By Korin Miller-Self
Maybe it recently took you a surprising amount of time to remember the name of your beloved sixth-grade teacher. Perhaps you’ve noticed an aging relative is forgetting to go to appointments they’d normally attend. There are various reasons why you might wonder if memory issues are normal or signaling something more serious.
“It is very common for people to have memory concerns, but forgetting things doesn’t always mean it’s a sign of something abnormal like [dementia],” Scott Kaiser, M.D., a family physician and geriatrician at Providence Saint John’s Health Center in Santa Monica, California, tells SELF. But how can you tell the difference? Read on to learn how to distinguish between normal age-related memory decline and signs of dementia.
It’s totally normal to forget things like the name of the street you grew up on as you age.
“The vast majority of people will have some change in their memory with age,” Amit Sachdev, M.D., an assistant professor, neurologist, and director of the Division of Neuromuscular Medicine at Michigan State University, tells SELF.
As excellent as your brain may be, there’s only so much information it can retain over time. If you’re trying to recall something you haven’t thought of in years or the information wasn’t particularly important to you at the time, it’s easy to forget it in order to make room for new, more important information, Dr. Kaiser says.
Your brain also changes as you get older. For instance, you may experience reduced blood flow in your brain or less communication between the neurons that process information, according to the National Institute on Aging. Some parts of your brain also begin to shrink, including those involved with learning. All these changes can translate into a harder time finding words, remembering names, paying attention to things (even if you’ll need to remember them later), and general memory issues.
The key difference is that memory decline related to age typically makes you forget information from a long time ago. Dementia impacts more recent memories first.
Dementia actually isn’t a health condition. It’s a group of symptoms that affect functions related to your memory, cognition, and social skills, according to the Mayo Clinic.
“Dementia causes memory loss that impacts activities of daily living,” Dr. Sachdev says. For example, if a loved one has dementia, they could feel lost in familiar places, forget to pay bills, or repeat questions after forgetting the answers.

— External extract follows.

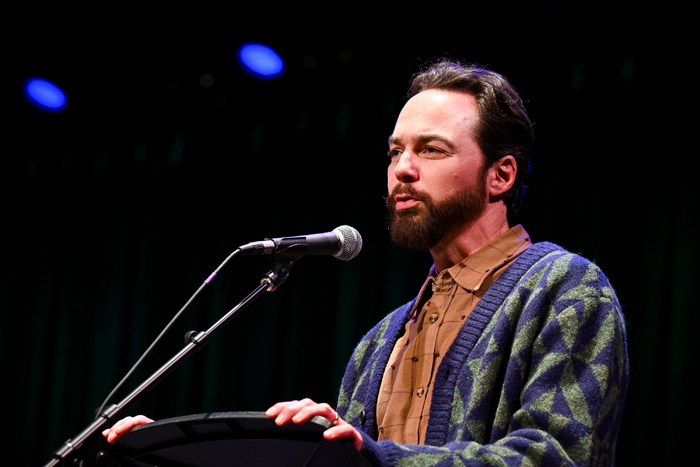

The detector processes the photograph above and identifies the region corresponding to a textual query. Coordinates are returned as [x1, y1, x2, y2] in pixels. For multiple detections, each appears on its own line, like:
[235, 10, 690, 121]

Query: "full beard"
[386, 178, 486, 251]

That’s not all. Dementia can lead to difficulty communicating, trouble with problem solving, difficulty handling complex tasks, trouble planning and organizing things, issues with coordination, and overall confusion and disorientation, according to the Mayo Clinic. People with dementia can also experience psychological changes like shifts in personality, depression, anxiety, inappropriate behavior, paranoia, agitation, and hallucinations.
One type of dementia tends to be more notorious than others, perhaps because of its prevalence.

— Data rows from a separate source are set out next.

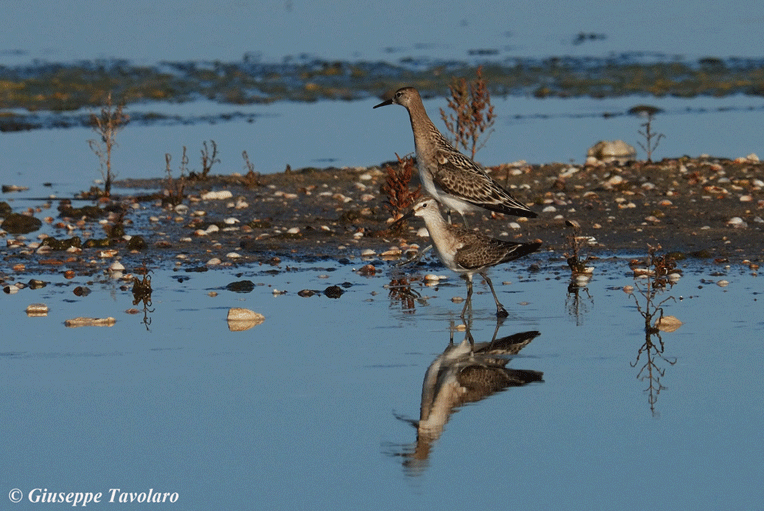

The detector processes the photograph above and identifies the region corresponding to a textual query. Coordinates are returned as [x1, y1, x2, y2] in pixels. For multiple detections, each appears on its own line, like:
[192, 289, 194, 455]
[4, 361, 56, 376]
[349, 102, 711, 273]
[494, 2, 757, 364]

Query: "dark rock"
[127, 236, 148, 250]
[3, 213, 42, 234]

Alzheimer’s disease, which affects around 5.5 million people in the United States, is the most common cause of progressive dementia in older people, according to the Mayo Clinic says. Its cause isn’t fully understood, but plaques (clumps of a protein called beta-amyloid, which harms brain cells) are often involved, as are tangles in the system the brain uses to transport nutrients.
There are other forms of dementia, per the Mayo Clinic. These include:
- Vascular dementia: This can happen if the blood vessels that feed into your brain become damaged, typically due to a stroke or some other issue related to these passageways.
- Lewy body dementia: If this sounds familiar, it may be because it’s the condition Robin Williams reportedly suffered from before his death in 2014. Lewy body dementia happens due to abnormal collections of protein in the brain (Lewy bodies).
- Frontotemporal dementia: This group of diseases is marked by the breakdown of nerve cells in the frontal and temporal lobes of the brain, which are usually linked with personality, behavior, and language.
- Mixed dementia: This term describes having a combination of several forms of dementia.
In general, your risk of dementia rises after you turn 65. If you or a loved one is younger than that and having memory issues, don’t jump to the worst conclusion.
This doesn’t mean that dementia is just a normal part of living past 65 or that younger people can’t get dementia, the Mayo Clinic explains. People with Huntington’s disease typically first experience symptoms between 30 and 40, for example. Early-onset Alzheimer’s can also strike as soon as a person’s 30s, but that typically has a genetic link and only affects around 5 percent of people with the condition.
Still, listen to your gut. If you’re dealing with memory loss that concerns you (or if a loved one is), make a doctor’s appointment to get started on investigating the symptoms.